In 2022 when that Dude Perfect video came out, I was still heavily grieving the unexpected loss of my grandfather. He passed 10 days before my son was born, and I was still harboring a fury that the two of them would never meet much less play a round of golf together or go to The Masters together. We never knew when that last time was going to be the last time, we never got any closure.
So when that video hit, I recognized that this was a shift for golf. But that also meant saying goodbye and closing the door on something I wasn’t ready to say goodbye to yet. The memories and experiences and traditions that I held onto so dearly with my grandfather. That was all I knew of golf at the time. I was so scared that if I embraced this new “growth” it would mean forgetting everything I had with him.
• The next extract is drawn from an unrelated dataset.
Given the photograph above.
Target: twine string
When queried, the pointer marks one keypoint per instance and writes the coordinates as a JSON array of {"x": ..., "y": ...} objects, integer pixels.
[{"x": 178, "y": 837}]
But as I’ve taken my son to the Drive, Chip, and Putt and handed out friendship bracelets, or watched some of the skills in a Dude Perfect video he asked if he could try, or stood next to him at a tournament as he cheered for Billy Horschel and Keegan Bradley - I’ve realized that I could never forget. Because all of the golf experiences that I get to have with my son today are because of what I had with my grandfather. This new growth that we see today, is because of how great it was before.
And my son may never get to watch Tiger Woods play golf with my grandpa, but he is watching golf. And while that growth comes with some pain, it’s the kind of growth that gives closure.